Since nobody seems to have mentioned it yet, be aware that tonsil stones can cause horrifically stanky sewer breath which does not go away until the stones do. This may not be the case for your husband, and will not replace toothbrushing, but I suggest it as something to investigate if regular brushing/flossing does not help the breath.

Also, you mention that his bad breath prevents you from sleeping facing him, which seems to imply that he is breathing through his mouth when he sleeps. Mouth-breathing can badly exacerbate halitosis because of how dry the mouth gets (saliva being a part of the mouth's natural system by which it controls bacterial growth and washes grossness away), and there are various products which can help (xylitol and/or enzyme-based mouth sprays or gels, etc).
posted by po at 12:22 PM on June 1, 2014 [2 favorites]


Yeah, so. I was one of those people who didn't brush for a long time. I had untreated depression and I just couldn't find the energy to do it. It was gross, and I know it. What finally drove me to the dentist was a badly abcessed tooth. Even then, it took me several months for the pain to ramp up enough that I had to go. Even then, I had to have my husband call the dentist for me, because I was so embarrassed and freaked out. You might offer to do that for him, if he's having trouble following through. The end result of my years of neglect was approximately 18 fillings, two extractions, 4 root canals plus crowns, and the implant that I still need to get done. All that crap cost upwards of $15,000 (post-insurance). The whole process took probably six months of dental appointments to resolve. Let me tell you, that was a freaking wake up call.

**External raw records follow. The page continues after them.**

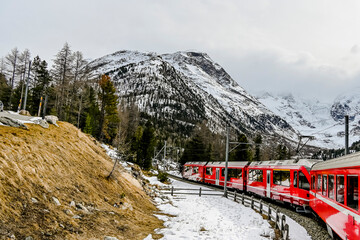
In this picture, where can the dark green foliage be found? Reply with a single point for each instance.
(258, 141)
(108, 113)
(145, 148)
(162, 177)
(5, 90)
(282, 152)
(243, 151)
(195, 151)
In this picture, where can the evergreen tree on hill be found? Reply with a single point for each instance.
(109, 118)
(242, 152)
(195, 151)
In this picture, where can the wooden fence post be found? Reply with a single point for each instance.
(286, 235)
(269, 212)
(283, 221)
(277, 219)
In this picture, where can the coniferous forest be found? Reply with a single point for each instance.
(68, 89)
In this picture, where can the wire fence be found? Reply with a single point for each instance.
(273, 214)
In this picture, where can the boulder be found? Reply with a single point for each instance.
(12, 122)
(42, 123)
(52, 119)
(24, 113)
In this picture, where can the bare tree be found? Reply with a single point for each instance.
(61, 72)
(11, 61)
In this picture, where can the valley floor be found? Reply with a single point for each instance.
(213, 217)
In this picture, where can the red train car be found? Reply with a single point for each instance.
(282, 180)
(215, 174)
(194, 171)
(335, 195)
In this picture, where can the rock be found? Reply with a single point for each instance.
(110, 238)
(24, 113)
(12, 122)
(79, 206)
(43, 123)
(52, 119)
(68, 212)
(56, 201)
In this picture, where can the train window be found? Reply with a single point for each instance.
(331, 187)
(352, 192)
(318, 185)
(255, 175)
(234, 173)
(313, 182)
(340, 189)
(324, 185)
(281, 177)
(303, 182)
(295, 179)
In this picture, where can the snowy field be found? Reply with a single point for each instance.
(192, 217)
(213, 217)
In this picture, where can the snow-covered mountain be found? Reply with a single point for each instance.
(324, 121)
(185, 88)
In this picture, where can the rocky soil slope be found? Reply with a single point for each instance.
(53, 185)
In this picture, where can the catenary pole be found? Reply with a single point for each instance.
(226, 160)
(27, 87)
(346, 134)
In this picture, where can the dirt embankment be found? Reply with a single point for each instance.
(40, 166)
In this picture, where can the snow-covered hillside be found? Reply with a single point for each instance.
(325, 121)
(186, 88)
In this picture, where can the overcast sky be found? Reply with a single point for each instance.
(308, 47)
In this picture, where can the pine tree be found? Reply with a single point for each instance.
(42, 81)
(146, 147)
(258, 141)
(12, 61)
(242, 152)
(109, 118)
(4, 90)
(195, 151)
(62, 73)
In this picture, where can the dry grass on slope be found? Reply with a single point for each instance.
(39, 165)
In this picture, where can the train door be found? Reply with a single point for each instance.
(217, 181)
(268, 190)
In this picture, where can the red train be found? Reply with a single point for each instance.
(334, 195)
(330, 187)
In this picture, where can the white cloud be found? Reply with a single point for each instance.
(295, 45)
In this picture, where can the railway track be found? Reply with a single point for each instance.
(315, 227)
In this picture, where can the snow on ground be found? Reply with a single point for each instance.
(192, 217)
(213, 217)
(209, 217)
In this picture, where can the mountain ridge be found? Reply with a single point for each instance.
(188, 87)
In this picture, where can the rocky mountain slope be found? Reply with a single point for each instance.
(185, 88)
(325, 121)
(54, 186)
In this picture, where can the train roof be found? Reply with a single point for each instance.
(230, 164)
(307, 163)
(350, 160)
(195, 163)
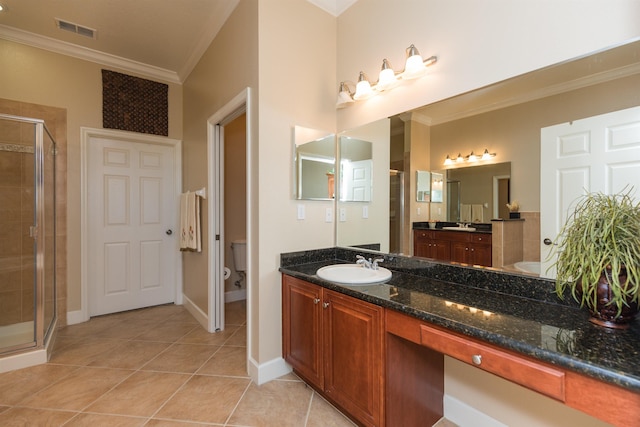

Somewhere in there, my hygienist recommended getting an electric toothbrush, and that has been a lifesaver for me. I can brush with that for a minute or two, just holding the toothbrush in my mouth and moving it after a short time on each tooth, without having to do all the frenetic brushing movements, and my teeth feel super clean. I didn't even realize how awful and furry my teeth felt until I had that first cleaning. I've gone 2 years now with no cavities, which is a huge improvement for me.

I also have bags of these floss picks stashed in my desk drawer at home and at work, and any time I feel like I might have something stuck in my teeth, I grab one and do a quick floss of all of my teeth. That tends to happen at least once every couple days, and usually every day. I never really learned to floss very well with just the floss, so these were a huge help too. Having them anywhere that you might end up sitting for a while means that you can get one out when you think of it, and it's right there, no effort. The tape on the ones I linked are a lot gentler on your gums than regular floss, which can be especially good when just starting to get into the habit.

Anyway, I'm not sure I have much advice, but I would try to help him if you can. I know for me, getting nagged about bad breath would make me super embarrassed, and that frequently makes me less likely to do what needs to be done. It's stupid, but people are weird animals. I think the most important thing to do right now is get him to the dentist, so if that means you calling and setting up the appointment and driving him there, then that's what you should do.